Hello, I am going up to CamperSales tomorrow to pick up my new (to me) Columbus 641e. We are looking forward to many happy trips in it. Wild camping here we come. Just got to sell a rather damp caravan now!!


----------



## GreggBear (Dec 3, 2019)

Sounds a nice Xmas prezzy for you.  Welcome aboard now you got round to posting!
Might see you out there in your new motor next year...


----------



## Deleted member 74539 (Dec 3, 2019)

Sorry, it's taken so long to post, I was just waiting until I was officially no longer a tugger! 
There aren't many of them out there so if you see a beardy git in a red one, it'll be me! Happy Christmas to me....


----------



## izwozral (Dec 3, 2019)

From one beardy git with a new motorhome to another - hi and welcome aboard.


----------



## trevskoda (Dec 3, 2019)

Health to wear,i would refrain from picking it up as you may well strain ones self.


----------



## yorkslass (Dec 3, 2019)

Hi, welcome


----------



## phillybarbour (Dec 3, 2019)

Hi and welcome along, very exciting times ahead and a top top panel van.


----------



## GreggBear (Dec 3, 2019)

Where abouts are you based mate? Background in your avatar pic looks familiar...


----------



## Deleted member 74539 (Dec 3, 2019)

I’m in Somerset but the photo was taken on Marine Drive Woolacombe (no overnight parking!)


----------



## Steve and Julie (Dec 3, 2019)

Hello and welcome


----------



## GreggBear (Dec 3, 2019)

PatB said:


> I’m in Somerset but the photo was taken on Marine Drive Woolacombe (no overnight parking!)

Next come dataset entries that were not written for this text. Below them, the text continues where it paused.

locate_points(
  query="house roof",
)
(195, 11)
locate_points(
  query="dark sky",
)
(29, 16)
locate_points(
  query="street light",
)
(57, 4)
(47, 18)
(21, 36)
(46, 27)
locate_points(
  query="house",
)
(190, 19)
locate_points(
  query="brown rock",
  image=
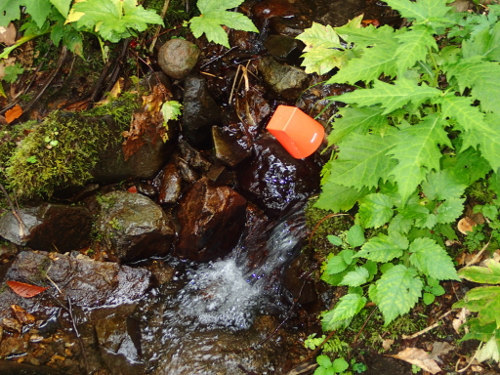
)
(211, 219)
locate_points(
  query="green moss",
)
(62, 150)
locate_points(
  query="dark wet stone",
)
(118, 337)
(274, 180)
(133, 226)
(86, 282)
(169, 185)
(285, 80)
(200, 112)
(51, 227)
(227, 148)
(177, 57)
(211, 219)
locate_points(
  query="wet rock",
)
(227, 149)
(48, 227)
(177, 57)
(118, 336)
(200, 112)
(87, 283)
(274, 180)
(169, 184)
(211, 219)
(285, 80)
(144, 163)
(133, 226)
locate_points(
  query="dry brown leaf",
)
(13, 113)
(418, 357)
(8, 34)
(460, 319)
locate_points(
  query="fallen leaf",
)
(25, 290)
(13, 113)
(418, 357)
(8, 34)
(466, 225)
(22, 315)
(460, 319)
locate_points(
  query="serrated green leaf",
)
(432, 260)
(355, 236)
(9, 11)
(214, 14)
(335, 197)
(414, 46)
(383, 248)
(363, 160)
(347, 307)
(356, 120)
(449, 210)
(356, 277)
(112, 19)
(375, 210)
(397, 291)
(418, 153)
(38, 10)
(390, 96)
(485, 275)
(62, 6)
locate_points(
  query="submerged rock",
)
(200, 112)
(285, 80)
(211, 219)
(133, 226)
(177, 57)
(275, 180)
(51, 227)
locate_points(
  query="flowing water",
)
(205, 318)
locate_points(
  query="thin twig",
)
(434, 325)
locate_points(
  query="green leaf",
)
(432, 260)
(485, 275)
(375, 210)
(384, 248)
(355, 236)
(356, 120)
(9, 11)
(214, 14)
(112, 19)
(356, 277)
(62, 6)
(363, 160)
(347, 306)
(418, 153)
(414, 46)
(397, 291)
(390, 96)
(449, 210)
(38, 10)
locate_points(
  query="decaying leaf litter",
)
(421, 347)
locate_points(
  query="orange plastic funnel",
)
(297, 132)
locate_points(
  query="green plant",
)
(421, 127)
(214, 14)
(485, 301)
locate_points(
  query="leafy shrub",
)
(422, 126)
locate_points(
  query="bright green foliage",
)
(422, 126)
(397, 291)
(113, 20)
(214, 14)
(485, 301)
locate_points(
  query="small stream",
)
(204, 320)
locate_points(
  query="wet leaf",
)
(420, 358)
(13, 113)
(25, 290)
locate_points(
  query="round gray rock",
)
(177, 57)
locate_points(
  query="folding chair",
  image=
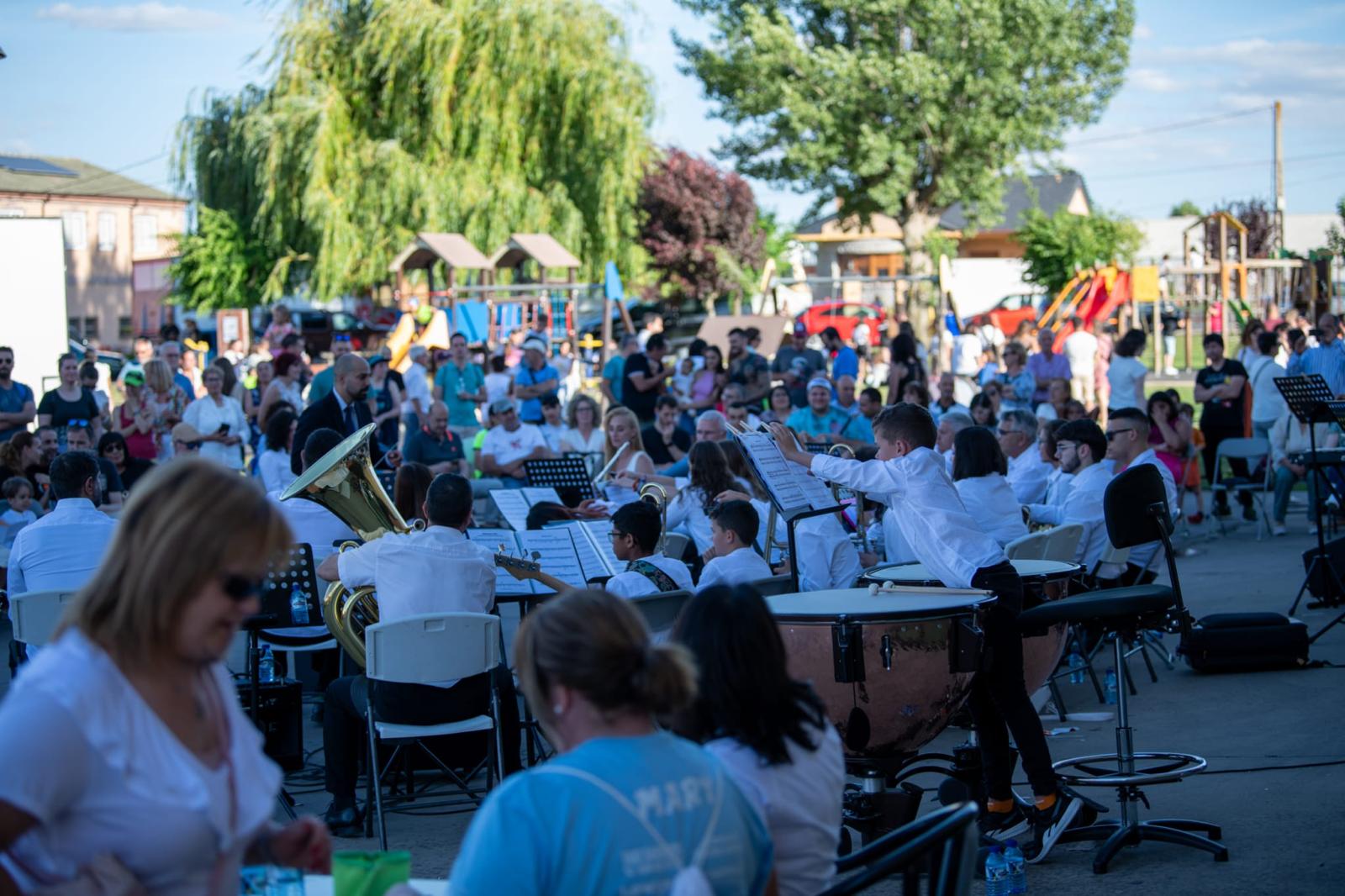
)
(425, 649)
(1031, 546)
(1254, 452)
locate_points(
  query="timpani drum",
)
(892, 667)
(1042, 580)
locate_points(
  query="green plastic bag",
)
(369, 873)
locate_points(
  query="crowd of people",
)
(679, 757)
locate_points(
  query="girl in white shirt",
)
(770, 730)
(978, 472)
(128, 724)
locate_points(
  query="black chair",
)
(1136, 509)
(942, 844)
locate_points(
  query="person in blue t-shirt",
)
(533, 380)
(625, 808)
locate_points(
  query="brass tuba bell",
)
(345, 483)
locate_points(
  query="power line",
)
(1174, 125)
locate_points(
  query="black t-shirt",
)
(659, 452)
(641, 403)
(1221, 414)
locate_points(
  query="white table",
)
(322, 885)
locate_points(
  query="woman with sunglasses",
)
(127, 763)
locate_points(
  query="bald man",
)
(345, 409)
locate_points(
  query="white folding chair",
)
(1063, 544)
(1255, 452)
(425, 649)
(1031, 546)
(37, 614)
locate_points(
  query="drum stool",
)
(1136, 509)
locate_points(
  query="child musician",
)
(914, 479)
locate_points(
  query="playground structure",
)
(529, 284)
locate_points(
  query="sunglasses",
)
(240, 588)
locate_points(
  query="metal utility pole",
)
(1279, 177)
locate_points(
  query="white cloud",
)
(139, 17)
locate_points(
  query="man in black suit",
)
(343, 409)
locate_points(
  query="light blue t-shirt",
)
(548, 831)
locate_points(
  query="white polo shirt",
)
(636, 584)
(926, 509)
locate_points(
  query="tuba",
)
(345, 483)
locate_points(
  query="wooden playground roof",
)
(454, 249)
(541, 248)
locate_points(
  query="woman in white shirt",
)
(273, 465)
(1126, 374)
(221, 420)
(623, 430)
(978, 472)
(771, 732)
(124, 752)
(690, 508)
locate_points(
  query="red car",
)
(845, 316)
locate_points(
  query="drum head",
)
(824, 607)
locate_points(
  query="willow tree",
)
(387, 118)
(905, 107)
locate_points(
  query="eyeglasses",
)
(240, 588)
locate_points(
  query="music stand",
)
(568, 475)
(1311, 401)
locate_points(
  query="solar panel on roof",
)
(34, 166)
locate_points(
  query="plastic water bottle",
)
(266, 667)
(299, 607)
(997, 873)
(1017, 868)
(1076, 667)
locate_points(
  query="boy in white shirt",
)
(732, 560)
(914, 481)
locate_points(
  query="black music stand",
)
(1311, 401)
(568, 475)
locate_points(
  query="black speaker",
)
(1335, 556)
(279, 719)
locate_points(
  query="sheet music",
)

Bugger! Not where I thought then.


----------



## REC (Dec 3, 2019)

Welcome! A motorhome has definitely many advantages over a caravan....enjoy.


----------



## Forresbroons (Dec 4, 2019)

Hi and welcome from Scotland enjoy


----------



## jeanette (Dec 4, 2019)

Hi and welcome


----------



## mjvw (Dec 4, 2019)

Hi Enjoy the van more freedom than the caravan proper "shell on ur back"


----------



## witzend (Dec 4, 2019)

Nice looking new van & layout welcome to WC



PatB said:


> Just got to sell a rather damp caravan now!!

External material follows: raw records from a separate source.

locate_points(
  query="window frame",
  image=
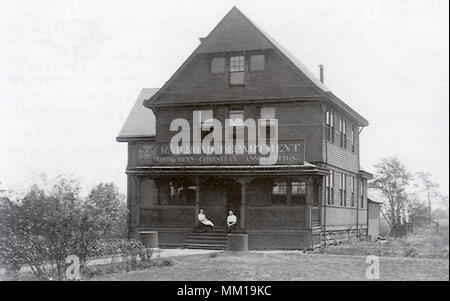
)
(235, 67)
(263, 62)
(222, 71)
(329, 122)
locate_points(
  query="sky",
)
(70, 72)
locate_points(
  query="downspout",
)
(358, 187)
(325, 201)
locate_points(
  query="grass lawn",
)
(286, 266)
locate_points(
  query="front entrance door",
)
(217, 196)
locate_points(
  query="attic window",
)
(218, 65)
(237, 70)
(257, 62)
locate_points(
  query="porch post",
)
(319, 184)
(308, 202)
(243, 202)
(197, 199)
(138, 200)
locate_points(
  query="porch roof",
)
(230, 170)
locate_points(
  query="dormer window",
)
(218, 65)
(237, 70)
(257, 62)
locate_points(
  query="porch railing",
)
(270, 217)
(181, 216)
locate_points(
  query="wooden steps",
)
(212, 240)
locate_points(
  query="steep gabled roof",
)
(235, 32)
(141, 120)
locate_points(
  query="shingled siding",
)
(195, 83)
(296, 121)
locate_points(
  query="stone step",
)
(207, 236)
(209, 241)
(204, 246)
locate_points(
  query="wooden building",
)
(238, 72)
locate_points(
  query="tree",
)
(109, 207)
(430, 188)
(47, 227)
(418, 213)
(392, 179)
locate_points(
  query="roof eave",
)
(130, 138)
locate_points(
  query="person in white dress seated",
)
(204, 220)
(231, 221)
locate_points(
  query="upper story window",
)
(237, 70)
(218, 65)
(343, 189)
(330, 188)
(237, 122)
(343, 132)
(362, 193)
(257, 62)
(206, 121)
(329, 121)
(352, 189)
(298, 192)
(268, 116)
(353, 138)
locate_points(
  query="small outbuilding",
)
(373, 219)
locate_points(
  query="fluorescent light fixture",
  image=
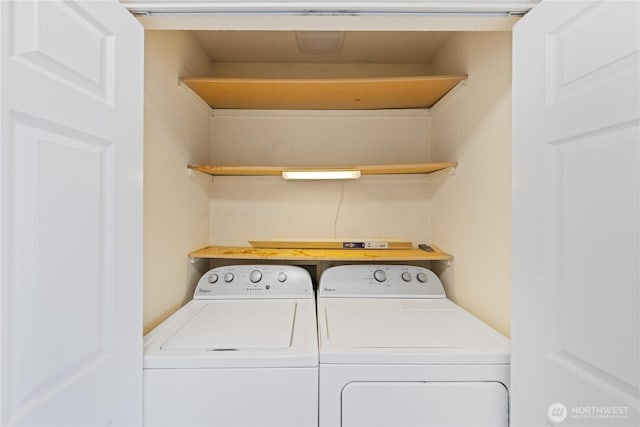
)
(319, 174)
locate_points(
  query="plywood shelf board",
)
(238, 252)
(323, 94)
(413, 168)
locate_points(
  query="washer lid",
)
(400, 330)
(236, 326)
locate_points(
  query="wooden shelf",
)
(235, 252)
(323, 94)
(413, 168)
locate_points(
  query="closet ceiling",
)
(348, 47)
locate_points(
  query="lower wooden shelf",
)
(238, 252)
(399, 169)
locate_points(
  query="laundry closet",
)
(464, 209)
(521, 175)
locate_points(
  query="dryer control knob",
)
(380, 275)
(255, 276)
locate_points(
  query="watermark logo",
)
(557, 413)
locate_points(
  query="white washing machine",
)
(243, 352)
(395, 352)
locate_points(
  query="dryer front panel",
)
(444, 404)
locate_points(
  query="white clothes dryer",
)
(243, 352)
(395, 352)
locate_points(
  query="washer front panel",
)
(255, 282)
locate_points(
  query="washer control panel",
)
(255, 281)
(380, 281)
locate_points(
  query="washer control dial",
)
(255, 276)
(380, 275)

May be of interest to anyone doing a self build theres a sister site to this motorhome builders


----------



## izwozral (Dec 4, 2019)

Caravans are crap at dogging, they act like a see-saw!


----------



## phillybarbour (Dec 5, 2019)

How’s the new van?


----------



## Deleted member 74539 (Dec 10, 2019)

Brilliant! Sorry for the slow response. Still got my old mug though!


----------



## trevskoda (Dec 10, 2019)

There are real mugs on here,sorry ment sold on here.


----------



## Silver sprinter (Dec 15, 2019)

Enjoy your adventures in your new van


----------